# Phase 3: Prediction Experiments
## Code Summarization and Generation Project

This notebook implements and evaluates prediction models:
- Random Forest
- LSTM
- Transformer (CodeBERT)

In [None]:
import sys
sys.path.append('../src')

import yaml
import pandas as pd
import numpy as np
import json
from prediction_models import RandomForestPipeline, LSTMPipeline
from visualization import ClusteringVisualizer, MetricsVisualizer
import matplotlib.pyplot as plt
import seaborn as sns

%matplotlib inline

## 1. Load Data and Configuration

In [None]:
with open('../config/config.yaml', 'r') as f:
    config = yaml.safe_load(f)

df = pd.read_csv('../data/processed/all_features.csv')

print(f"Dataset shape: {df.shape}")
print(f"Languages: {df['language'].value_counts()}")

## 2. Task Definition

We'll predict the programming language based on code complexity features.

In [None]:
# Define target and features
target_col = 'language'

# Select complexity features
complexity_features = [
    'ast_node_count', 'ast_depth', 'ast_leaf_count', 'ast_branching_factor_avg',
    'ast_distinct_node_types', 'cc_mccabe', 'halstead_volume', 'halstead_difficulty',
    'halstead_effort', 'num_if', 'num_for', 'num_while', 'loc'
]

print(f"Predicting: {target_col}")
print(f"Using {len(complexity_features)} complexity features")

## 3. Random Forest Classification

In [None]:
rf_pipeline = RandomForestPipeline(config, task='classification')

# Prepare data
X_train, X_test, y_train, y_test = rf_pipeline.prepare_data(
    df, target_col, feature_cols=complexity_features
)

print(f"Training set size: {X_train.shape}")
print(f"Test set size: {X_test.shape}")

In [None]:
# Train Random Forest
train_results = rf_pipeline.train(X_train, y_train)

print("\nTraining Results:")
print(f"Best parameters: {train_results['best_params']}")
print(f"Best CV score: {train_results['best_score']:.4f}")

In [None]:
# Evaluate on test set
test_results = rf_pipeline.evaluate(X_test, y_test)

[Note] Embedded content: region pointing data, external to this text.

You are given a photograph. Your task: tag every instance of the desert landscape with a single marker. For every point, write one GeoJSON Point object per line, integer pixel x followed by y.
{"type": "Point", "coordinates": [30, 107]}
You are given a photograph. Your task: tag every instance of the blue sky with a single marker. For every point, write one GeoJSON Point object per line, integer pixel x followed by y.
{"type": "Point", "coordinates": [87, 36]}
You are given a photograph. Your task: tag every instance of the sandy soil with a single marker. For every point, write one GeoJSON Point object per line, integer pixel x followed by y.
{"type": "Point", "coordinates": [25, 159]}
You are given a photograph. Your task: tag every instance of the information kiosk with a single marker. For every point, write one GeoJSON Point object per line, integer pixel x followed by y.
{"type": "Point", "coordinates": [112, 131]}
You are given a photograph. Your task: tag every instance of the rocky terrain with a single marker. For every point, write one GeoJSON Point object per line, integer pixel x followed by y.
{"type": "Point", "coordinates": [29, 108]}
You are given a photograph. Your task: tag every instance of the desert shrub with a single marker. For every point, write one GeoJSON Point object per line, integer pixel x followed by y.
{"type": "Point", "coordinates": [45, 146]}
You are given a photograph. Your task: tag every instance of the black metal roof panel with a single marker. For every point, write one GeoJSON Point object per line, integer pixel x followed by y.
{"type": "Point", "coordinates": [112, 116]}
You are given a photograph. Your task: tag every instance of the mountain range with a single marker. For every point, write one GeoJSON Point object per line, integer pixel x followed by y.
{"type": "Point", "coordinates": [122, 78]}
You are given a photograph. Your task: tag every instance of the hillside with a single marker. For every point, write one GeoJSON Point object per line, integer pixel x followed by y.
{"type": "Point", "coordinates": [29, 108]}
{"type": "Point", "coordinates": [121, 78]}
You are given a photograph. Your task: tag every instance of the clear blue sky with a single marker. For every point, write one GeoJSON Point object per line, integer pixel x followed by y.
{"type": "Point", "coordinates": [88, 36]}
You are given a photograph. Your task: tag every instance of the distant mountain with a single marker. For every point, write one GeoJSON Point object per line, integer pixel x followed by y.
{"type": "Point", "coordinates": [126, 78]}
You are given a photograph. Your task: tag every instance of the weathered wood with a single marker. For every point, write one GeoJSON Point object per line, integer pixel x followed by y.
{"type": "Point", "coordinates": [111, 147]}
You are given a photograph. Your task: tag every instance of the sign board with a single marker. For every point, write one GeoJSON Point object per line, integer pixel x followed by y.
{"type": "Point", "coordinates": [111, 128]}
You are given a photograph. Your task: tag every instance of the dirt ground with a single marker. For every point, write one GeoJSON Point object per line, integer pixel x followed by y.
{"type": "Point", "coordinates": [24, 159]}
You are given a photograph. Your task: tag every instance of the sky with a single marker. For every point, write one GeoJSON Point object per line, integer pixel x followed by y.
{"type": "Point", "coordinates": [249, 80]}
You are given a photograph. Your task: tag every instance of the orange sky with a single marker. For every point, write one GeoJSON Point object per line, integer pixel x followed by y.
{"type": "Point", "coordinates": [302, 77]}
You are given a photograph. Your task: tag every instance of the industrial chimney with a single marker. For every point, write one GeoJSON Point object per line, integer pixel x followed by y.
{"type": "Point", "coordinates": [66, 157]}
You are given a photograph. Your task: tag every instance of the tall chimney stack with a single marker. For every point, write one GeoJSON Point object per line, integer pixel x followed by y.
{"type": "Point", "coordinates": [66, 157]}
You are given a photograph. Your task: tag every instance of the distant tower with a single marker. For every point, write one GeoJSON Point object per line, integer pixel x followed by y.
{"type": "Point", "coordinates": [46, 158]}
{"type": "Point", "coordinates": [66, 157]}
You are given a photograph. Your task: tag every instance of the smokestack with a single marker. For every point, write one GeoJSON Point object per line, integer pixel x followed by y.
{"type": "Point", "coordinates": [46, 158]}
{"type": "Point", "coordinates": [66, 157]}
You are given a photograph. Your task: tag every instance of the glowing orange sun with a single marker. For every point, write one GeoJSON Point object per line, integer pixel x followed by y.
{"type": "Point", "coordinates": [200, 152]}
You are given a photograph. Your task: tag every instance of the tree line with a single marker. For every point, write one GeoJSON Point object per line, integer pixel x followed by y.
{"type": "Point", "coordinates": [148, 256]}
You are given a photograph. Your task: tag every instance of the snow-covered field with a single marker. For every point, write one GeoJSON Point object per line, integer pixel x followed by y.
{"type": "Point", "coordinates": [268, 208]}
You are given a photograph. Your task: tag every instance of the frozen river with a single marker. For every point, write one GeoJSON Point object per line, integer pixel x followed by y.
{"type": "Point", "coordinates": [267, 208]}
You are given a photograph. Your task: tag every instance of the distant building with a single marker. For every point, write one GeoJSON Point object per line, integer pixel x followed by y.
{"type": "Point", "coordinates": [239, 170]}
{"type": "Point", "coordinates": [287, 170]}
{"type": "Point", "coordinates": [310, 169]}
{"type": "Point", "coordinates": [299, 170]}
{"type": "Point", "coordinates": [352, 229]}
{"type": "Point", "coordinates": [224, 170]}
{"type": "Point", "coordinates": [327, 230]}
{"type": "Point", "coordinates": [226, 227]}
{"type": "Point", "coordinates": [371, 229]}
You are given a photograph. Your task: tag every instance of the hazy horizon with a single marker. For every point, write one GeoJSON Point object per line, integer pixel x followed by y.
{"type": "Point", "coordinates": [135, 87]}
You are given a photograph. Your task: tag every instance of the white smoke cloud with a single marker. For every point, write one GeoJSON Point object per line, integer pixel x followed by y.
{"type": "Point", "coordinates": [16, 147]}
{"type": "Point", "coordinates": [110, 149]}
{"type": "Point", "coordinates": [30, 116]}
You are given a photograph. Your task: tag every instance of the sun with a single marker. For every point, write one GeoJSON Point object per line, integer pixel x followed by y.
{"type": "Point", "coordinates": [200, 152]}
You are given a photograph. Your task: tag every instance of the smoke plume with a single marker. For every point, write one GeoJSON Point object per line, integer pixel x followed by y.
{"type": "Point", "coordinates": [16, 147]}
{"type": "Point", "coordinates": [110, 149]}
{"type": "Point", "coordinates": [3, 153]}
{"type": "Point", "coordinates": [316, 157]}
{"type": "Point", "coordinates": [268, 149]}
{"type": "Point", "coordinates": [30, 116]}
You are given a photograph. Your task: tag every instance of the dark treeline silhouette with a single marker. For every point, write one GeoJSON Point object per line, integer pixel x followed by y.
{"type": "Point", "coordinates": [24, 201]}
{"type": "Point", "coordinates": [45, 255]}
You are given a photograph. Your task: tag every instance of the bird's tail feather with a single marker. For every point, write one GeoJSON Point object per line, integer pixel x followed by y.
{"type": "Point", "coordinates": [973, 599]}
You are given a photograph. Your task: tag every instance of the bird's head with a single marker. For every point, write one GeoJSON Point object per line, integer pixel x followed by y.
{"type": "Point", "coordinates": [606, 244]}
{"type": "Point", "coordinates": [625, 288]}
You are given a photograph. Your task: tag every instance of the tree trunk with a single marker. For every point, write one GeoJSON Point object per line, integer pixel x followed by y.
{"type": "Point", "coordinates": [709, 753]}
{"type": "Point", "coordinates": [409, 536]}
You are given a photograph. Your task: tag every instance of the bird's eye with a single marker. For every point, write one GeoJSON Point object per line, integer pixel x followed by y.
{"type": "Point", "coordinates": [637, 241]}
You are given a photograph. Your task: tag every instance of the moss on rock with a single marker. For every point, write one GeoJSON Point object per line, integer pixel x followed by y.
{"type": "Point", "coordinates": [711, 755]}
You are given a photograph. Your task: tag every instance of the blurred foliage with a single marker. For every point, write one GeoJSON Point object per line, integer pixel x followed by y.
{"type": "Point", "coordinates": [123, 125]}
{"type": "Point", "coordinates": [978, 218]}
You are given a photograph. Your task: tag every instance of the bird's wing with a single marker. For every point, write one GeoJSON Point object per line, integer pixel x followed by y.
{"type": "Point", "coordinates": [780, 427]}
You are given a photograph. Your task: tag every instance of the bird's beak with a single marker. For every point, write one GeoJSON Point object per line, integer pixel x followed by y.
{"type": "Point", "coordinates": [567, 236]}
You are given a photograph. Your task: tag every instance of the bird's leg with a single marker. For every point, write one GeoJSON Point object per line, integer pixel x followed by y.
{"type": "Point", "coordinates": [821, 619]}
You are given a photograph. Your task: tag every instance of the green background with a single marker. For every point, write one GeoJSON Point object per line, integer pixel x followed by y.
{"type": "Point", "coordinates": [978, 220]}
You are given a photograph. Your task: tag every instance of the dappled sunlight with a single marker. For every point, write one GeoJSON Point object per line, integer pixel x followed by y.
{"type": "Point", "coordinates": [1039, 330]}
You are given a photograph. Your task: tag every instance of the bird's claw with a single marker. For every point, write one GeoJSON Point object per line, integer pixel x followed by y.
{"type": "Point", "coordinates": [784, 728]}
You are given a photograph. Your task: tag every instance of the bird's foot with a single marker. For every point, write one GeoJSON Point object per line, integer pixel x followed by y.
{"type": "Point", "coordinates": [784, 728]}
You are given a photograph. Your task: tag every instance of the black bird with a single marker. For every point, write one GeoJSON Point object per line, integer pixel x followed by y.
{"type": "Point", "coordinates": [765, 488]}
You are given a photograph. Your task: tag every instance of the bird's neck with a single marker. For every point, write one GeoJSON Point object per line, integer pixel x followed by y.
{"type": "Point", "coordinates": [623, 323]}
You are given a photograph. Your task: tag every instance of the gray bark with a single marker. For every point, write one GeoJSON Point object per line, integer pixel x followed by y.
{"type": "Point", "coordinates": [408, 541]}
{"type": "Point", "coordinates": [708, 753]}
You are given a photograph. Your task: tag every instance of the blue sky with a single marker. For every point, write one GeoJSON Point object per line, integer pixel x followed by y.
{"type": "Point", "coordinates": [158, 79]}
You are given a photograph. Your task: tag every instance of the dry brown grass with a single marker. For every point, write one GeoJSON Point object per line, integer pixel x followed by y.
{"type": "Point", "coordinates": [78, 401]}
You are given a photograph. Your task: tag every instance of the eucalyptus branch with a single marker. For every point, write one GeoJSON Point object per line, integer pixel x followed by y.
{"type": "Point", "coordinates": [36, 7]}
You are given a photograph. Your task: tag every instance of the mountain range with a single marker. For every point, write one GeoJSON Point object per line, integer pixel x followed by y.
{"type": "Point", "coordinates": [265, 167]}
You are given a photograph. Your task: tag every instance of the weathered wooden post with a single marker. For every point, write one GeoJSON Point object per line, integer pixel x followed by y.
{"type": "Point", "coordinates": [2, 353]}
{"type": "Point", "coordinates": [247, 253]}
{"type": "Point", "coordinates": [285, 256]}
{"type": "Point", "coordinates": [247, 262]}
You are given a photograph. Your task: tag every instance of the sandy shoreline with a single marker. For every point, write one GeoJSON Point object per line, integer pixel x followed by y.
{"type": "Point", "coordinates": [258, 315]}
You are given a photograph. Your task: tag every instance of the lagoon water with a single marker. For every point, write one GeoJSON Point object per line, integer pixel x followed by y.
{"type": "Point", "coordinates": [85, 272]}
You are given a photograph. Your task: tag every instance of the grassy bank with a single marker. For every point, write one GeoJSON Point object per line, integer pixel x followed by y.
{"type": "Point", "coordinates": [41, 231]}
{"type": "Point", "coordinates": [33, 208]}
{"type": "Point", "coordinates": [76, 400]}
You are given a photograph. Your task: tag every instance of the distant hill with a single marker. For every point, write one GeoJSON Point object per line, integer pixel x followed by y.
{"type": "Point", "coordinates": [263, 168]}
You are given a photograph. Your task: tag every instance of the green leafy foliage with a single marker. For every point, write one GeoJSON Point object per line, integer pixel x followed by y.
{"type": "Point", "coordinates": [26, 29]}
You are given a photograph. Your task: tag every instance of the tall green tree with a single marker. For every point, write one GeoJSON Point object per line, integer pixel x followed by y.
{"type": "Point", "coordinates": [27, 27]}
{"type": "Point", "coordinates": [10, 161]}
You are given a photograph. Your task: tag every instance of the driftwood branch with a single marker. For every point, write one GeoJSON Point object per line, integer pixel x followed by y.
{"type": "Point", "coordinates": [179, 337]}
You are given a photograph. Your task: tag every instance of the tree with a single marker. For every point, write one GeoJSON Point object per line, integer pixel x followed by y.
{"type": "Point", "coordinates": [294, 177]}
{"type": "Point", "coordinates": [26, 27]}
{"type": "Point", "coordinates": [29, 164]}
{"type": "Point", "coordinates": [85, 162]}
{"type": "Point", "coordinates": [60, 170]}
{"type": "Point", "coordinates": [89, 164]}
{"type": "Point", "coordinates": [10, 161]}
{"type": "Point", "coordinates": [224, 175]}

print("\nTest Set Evaluation:")
print(f"Accuracy: {test_results['accuracy']:.4f}")
print(f"Precision: {test_results['precision']:.4f}")
print(f"Recall: {test_results['recall']:.4f}")
print(f"F1-Score: {test_results['f1_score']:.4f}")

In [None]:
# Classification report
if 'classification_report' in test_results:
    report_df = pd.DataFrame(test_results['classification_report']).transpose()
    print("\nClassification Report:")
    print(report_df)

## 4. Feature Importance Analysis

In [None]:
# Get feature importance
importance_df = rf_pipeline.get_feature_importance(complexity_features, top_k=15)

print("\nTop 15 Most Important Features:")
print(importance_df)

# Plot
visualizer = ClusteringVisualizer(config)
visualizer.plot_feature_importance(
    complexity_features,
    np.array(test_results['feature_importance']),
    top_k=15
)

## 5. Confusion Matrix

In [None]:
y_pred = rf_pipeline.model.predict(X_test)
labels = rf_pipeline.label_encoder.classes_

visualizer.plot_confusion_matrix(y_test, y_pred, labels)

## 6. LSTM Classification

In [None]:
lstm_pipeline = LSTMPipeline(config)

# Prepare data
X_train, X_test, y_train, y_test, input_size, num_classes = lstm_pipeline.prepare_data(
    df, target_col, feature_cols=complexity_features
)

print(f"Input size: {input_size}")
print(f"Number of classes: {num_classes}")

In [None]:
# Train LSTM
lstm_history = lstm_pipeline.train(X_train, y_train, input_size, num_classes)

# Plot training history
fig, (ax1, ax2) = plt.subplots(1, 2, figsize=(15, 5))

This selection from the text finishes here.